At both theirs and ours, The Leisure Society have taken only the requisite amount of time since 2011’s mixed bag of reception, Into The Murky Water, to work on their next release. Laid down at Konk Studios, the recording ground belonging to Kinks frontman Ray Davies, Alone Aboard the Ark sees the double Ivor Novello nominated 5-piece land on new territories rich in synthesizers, Godly words and the Jolliest of Rogers. At all times elegant, occasionally brash and once in a while melancholic, these tracks depict the hallowed vessel as a veritable party boat, and are a successful experiment in remaining afloat whilst juggling a myriad of inventive sounds.
Constant from the start is respectful influences in religious music, right down to the presentation. “Another Sunday Pslam” justifies its name with the world’s most appropriate tambourine, with the feeling of a bustling bible building evoked ever more by the not-quite lost art of live recording. Its succeeding track “Softer Voice Takes Longer Hearing” uses wrung Hawaiian-esque chords to A) conjure up the image of Noah in a short sleeve Aloha shirt and B) provide a soothing current for lead vocalist Nick Hemming to float upon gently, with lyrics telling of one conducting another on how to conduct them self.

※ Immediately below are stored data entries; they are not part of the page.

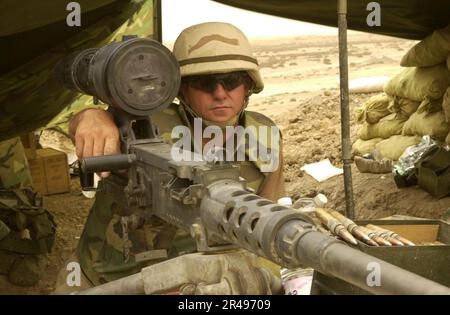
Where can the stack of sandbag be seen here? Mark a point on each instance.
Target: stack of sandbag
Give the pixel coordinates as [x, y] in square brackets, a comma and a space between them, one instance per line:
[381, 117]
[415, 102]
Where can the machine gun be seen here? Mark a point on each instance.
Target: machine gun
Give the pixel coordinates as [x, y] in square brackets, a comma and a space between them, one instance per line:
[138, 77]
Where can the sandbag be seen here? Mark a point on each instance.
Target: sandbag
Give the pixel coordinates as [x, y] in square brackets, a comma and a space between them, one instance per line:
[361, 147]
[385, 128]
[394, 147]
[418, 83]
[422, 124]
[373, 109]
[432, 50]
[446, 104]
[403, 107]
[430, 106]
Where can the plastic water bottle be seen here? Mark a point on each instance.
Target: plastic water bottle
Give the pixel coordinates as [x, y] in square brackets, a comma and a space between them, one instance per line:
[297, 281]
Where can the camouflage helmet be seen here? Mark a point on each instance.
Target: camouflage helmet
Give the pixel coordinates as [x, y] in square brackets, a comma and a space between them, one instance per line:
[216, 47]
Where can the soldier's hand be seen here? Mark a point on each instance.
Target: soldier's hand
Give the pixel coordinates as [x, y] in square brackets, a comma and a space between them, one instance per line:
[236, 272]
[94, 133]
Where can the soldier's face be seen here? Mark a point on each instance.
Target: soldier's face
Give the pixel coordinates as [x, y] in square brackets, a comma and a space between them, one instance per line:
[216, 98]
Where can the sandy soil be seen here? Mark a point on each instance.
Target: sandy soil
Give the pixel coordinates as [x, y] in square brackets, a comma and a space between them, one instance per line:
[301, 96]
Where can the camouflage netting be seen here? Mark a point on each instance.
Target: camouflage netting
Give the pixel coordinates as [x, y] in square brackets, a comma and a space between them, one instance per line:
[431, 51]
[418, 97]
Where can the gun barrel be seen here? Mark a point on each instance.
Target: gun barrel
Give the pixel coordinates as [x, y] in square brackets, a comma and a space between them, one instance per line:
[104, 163]
[285, 236]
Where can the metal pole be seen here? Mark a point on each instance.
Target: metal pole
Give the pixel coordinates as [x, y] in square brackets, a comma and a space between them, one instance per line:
[345, 116]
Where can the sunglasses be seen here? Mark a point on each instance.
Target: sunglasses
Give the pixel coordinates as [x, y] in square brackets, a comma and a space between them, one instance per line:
[208, 83]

A most ambitious song is first single “Fight for Everyone”, blasting trumpets in anticipation for the band’s debut electronic sounds. Despite the former songs focus on doctrinal homage, its 2012 Olympic inspired call for internal betterment for a better society feels more secular, arguing that failure is no less a reward when a national audience runs alongside with you.
Where the record ultimately succeeds where its predecessor did not is both consistency and handling. Assurances that eccentric instrumentation back dropping a glum tone would not ruin the mood this time around came with early download track “The Sober Scent of Paper”. Whilst twee easily causes one to twitch, just the touch of it here is enough to suit and soothe without drowning the lovely.

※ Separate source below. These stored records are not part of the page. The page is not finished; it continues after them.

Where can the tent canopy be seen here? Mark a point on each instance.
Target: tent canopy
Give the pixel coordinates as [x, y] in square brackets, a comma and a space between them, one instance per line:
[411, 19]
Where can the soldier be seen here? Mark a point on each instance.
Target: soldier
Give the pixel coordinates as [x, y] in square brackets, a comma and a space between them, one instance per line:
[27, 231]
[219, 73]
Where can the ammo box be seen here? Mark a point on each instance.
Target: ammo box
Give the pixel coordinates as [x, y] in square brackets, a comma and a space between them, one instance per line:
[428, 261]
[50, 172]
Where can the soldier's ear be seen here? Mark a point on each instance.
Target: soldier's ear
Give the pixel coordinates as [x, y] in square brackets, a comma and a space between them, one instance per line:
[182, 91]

This balance comes in handy further on when the band goes all out for the lengthy “We Go Together” (which meanders a little but to no great detriment), acapella it up with Mumford and Sons trumpeter Nick Etwell for the lounge-tastic “One Man and his Fug” or jam the accordion on “All I Have Seen” for the best gospel-inspired song south of Staffordshire.
Carrying on board the lyrical reliability of The Mountain Goats, folk-rock anchorage similar to Noah and The Whale and a two-fold orchestration all their own, The Leisure Society have rekindled the excitement of their debut The Sleeper with a release that isn’t fixed in its direction, but sails as a boat far from broken.